こうした電動歯ブラシの正しい磨き方を身につけることのメリットとしてまず挙げられるのは、
手用歯ブラシよりも短い時間でプラークを除去することができるということです。
忙しくて歯磨きの時間を十分確保することができないという人や、
丁寧に磨くのが面倒で磨き残しが多くなってしまうという人にとってのメリットは大きなものがあるでしょう。
とくに音波ブラシや超音波ブラシでは毛先が届かないところまでプラークを除去することができるため、
歯と歯の間や、歯周病によってできる歯周ポケットの中も洗浄することができ、歯周病の予防に効果的です。
一度、プラークの染め出し液を使用し、お持ちの電動歯ブラシでどこまでプラーク除去できているのか、確認されるといいでしょう。
そうして、届いていない部分があれば、フロスや歯間ブラシなど補助清掃用具を併用しましょう。
また、人は振動しているものを歯に当てるときには強く押しあてて動かすのではなく、そっと触れさせる傾向があるようです。

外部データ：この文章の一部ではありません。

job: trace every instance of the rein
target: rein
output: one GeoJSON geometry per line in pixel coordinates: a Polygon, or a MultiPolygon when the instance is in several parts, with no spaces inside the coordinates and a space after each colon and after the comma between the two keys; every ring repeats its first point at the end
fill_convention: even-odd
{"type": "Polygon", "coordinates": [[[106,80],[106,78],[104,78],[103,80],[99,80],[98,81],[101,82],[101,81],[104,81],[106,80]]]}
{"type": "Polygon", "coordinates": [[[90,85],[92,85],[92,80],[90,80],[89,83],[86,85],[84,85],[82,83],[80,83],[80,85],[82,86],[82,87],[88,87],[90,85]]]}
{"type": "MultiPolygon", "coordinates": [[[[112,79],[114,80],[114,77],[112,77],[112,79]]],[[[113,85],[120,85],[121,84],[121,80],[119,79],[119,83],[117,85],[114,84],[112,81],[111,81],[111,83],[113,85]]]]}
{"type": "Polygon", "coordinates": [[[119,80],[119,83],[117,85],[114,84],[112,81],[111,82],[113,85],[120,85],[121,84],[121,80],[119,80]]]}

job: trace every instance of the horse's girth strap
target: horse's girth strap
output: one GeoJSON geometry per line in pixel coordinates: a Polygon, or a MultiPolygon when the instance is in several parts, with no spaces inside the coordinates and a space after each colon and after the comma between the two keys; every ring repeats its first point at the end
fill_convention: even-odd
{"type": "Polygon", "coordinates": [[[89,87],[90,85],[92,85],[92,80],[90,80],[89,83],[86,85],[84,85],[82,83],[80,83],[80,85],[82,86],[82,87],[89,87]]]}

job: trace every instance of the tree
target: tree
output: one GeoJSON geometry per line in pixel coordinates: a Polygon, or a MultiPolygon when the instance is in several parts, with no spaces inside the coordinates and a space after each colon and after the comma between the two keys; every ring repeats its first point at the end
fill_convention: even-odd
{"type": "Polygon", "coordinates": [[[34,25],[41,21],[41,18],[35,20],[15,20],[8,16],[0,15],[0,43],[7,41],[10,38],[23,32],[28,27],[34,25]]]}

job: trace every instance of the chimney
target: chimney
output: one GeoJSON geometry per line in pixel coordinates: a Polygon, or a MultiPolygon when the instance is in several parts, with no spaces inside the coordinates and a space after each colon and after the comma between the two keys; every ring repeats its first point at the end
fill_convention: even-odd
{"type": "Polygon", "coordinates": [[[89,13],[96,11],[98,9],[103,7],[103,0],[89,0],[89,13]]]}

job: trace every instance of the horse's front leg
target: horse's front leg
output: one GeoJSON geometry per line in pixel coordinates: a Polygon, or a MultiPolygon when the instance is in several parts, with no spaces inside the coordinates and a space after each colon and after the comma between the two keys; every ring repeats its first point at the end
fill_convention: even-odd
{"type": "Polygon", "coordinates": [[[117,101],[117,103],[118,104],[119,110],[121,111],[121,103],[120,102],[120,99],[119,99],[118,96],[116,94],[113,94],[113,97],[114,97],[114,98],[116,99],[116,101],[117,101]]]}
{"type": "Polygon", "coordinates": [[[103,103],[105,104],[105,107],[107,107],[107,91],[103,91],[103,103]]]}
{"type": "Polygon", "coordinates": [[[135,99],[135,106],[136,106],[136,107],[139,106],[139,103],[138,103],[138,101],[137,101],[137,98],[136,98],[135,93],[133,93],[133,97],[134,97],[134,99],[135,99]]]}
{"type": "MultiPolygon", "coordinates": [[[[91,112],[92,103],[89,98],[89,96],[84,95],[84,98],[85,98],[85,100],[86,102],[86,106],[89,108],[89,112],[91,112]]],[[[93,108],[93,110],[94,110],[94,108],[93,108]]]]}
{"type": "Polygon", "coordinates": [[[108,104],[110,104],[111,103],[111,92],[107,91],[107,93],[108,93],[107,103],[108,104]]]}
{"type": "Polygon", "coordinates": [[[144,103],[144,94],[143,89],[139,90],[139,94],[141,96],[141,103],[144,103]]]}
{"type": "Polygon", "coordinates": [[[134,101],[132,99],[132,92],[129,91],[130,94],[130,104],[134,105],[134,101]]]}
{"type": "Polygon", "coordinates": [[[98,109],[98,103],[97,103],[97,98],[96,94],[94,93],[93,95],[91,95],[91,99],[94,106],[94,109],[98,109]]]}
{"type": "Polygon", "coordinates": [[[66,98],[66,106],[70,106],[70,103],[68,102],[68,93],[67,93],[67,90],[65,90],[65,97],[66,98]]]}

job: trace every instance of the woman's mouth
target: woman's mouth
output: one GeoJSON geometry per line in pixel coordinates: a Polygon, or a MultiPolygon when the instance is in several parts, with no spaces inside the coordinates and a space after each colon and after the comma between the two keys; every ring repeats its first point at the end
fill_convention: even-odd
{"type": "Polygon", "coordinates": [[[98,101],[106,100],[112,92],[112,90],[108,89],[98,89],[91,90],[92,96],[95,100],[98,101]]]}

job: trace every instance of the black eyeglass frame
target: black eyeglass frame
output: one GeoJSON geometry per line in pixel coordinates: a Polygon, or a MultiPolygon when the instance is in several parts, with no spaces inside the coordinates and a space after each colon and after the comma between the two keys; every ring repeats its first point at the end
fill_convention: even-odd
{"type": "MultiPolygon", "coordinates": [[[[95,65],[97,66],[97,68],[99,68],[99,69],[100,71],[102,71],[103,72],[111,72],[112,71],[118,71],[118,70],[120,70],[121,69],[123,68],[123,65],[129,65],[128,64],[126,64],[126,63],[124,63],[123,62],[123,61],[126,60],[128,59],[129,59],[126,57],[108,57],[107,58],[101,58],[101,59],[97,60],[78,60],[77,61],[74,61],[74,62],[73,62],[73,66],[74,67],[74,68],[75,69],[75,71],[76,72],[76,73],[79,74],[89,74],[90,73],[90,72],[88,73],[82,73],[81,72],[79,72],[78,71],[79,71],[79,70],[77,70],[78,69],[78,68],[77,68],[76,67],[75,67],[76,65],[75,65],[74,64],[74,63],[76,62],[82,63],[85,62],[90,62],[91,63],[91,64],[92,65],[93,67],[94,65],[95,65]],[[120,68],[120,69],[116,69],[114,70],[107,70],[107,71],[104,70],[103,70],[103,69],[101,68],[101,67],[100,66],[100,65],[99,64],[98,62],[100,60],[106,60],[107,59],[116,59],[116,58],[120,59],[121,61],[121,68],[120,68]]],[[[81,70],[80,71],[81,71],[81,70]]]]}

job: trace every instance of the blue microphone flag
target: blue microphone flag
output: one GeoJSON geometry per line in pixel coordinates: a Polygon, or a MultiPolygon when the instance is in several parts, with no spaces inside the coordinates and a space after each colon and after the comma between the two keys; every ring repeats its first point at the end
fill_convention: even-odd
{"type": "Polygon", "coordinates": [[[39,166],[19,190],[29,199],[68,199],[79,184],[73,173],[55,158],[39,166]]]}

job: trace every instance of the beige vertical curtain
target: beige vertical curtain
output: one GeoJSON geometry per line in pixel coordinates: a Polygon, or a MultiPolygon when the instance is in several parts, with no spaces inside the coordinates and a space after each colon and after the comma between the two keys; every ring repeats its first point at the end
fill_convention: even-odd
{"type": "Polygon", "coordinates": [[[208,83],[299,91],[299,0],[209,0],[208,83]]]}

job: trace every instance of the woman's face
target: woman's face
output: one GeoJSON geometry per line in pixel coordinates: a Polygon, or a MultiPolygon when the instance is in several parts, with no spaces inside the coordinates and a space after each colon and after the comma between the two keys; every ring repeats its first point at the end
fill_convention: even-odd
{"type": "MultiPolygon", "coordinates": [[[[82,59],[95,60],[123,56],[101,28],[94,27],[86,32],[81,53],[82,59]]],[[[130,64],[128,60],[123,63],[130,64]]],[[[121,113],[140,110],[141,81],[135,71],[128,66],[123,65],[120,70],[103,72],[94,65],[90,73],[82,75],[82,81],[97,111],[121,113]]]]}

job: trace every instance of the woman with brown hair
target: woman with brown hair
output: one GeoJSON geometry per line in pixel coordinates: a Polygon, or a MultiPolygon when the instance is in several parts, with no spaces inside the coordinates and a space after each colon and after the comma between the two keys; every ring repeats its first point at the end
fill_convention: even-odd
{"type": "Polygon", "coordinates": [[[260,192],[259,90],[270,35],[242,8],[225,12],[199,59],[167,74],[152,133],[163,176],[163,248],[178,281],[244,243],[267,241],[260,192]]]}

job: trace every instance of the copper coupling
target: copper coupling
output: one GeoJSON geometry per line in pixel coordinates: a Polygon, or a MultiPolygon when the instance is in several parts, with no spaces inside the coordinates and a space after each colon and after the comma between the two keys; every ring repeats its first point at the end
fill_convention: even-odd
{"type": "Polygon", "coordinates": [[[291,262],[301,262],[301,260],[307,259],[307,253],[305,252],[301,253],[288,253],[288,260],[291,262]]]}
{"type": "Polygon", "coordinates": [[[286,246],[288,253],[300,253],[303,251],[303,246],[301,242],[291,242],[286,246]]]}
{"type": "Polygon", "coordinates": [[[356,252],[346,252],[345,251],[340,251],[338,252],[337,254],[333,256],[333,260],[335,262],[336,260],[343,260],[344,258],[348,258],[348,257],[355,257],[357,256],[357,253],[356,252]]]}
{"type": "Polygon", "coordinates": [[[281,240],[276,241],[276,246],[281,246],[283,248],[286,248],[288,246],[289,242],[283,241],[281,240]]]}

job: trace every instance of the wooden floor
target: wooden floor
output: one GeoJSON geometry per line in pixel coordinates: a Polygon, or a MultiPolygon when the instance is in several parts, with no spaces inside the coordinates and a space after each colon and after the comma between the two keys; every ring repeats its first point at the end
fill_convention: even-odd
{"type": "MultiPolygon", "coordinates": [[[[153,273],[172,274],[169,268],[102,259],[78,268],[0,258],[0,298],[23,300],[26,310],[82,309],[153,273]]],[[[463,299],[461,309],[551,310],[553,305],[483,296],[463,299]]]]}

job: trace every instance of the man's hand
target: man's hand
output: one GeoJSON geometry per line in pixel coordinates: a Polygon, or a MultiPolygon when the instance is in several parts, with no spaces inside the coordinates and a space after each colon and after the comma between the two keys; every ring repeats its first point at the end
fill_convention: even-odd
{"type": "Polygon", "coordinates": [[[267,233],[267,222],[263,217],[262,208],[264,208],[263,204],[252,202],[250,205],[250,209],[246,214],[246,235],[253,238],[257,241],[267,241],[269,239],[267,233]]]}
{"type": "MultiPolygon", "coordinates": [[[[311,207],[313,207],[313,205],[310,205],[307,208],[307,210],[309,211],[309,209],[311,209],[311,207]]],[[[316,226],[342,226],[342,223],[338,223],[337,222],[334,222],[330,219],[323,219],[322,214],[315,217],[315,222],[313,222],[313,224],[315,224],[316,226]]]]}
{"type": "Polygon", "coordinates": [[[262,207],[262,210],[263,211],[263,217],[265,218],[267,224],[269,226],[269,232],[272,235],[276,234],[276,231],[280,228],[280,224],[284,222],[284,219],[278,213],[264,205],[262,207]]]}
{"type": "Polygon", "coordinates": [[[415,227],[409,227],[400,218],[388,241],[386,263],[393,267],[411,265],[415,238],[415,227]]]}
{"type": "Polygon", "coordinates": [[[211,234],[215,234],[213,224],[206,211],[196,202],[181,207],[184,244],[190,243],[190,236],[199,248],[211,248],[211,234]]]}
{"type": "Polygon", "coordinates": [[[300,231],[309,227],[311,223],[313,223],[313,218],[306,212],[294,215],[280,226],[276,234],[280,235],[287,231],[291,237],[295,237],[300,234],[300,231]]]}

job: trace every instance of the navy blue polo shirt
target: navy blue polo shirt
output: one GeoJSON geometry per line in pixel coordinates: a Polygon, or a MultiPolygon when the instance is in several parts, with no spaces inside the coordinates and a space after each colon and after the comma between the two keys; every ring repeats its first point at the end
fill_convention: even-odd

手磨き用歯ブラシだとすぐに毛先が開いて歯磨きの効率が落ちてしまうという人でも、
電動歯ブラシを使うことで適切な力加減で磨くことができるということもあるかもしれません。
(歯や歯茎を傷つけないように力加減には十分注意してください。)
大切なことは手用歯ブラシであっても、電動歯ブラシであっても、その特徴を理解し、磨き残しがないように正しく毛先を当てることです。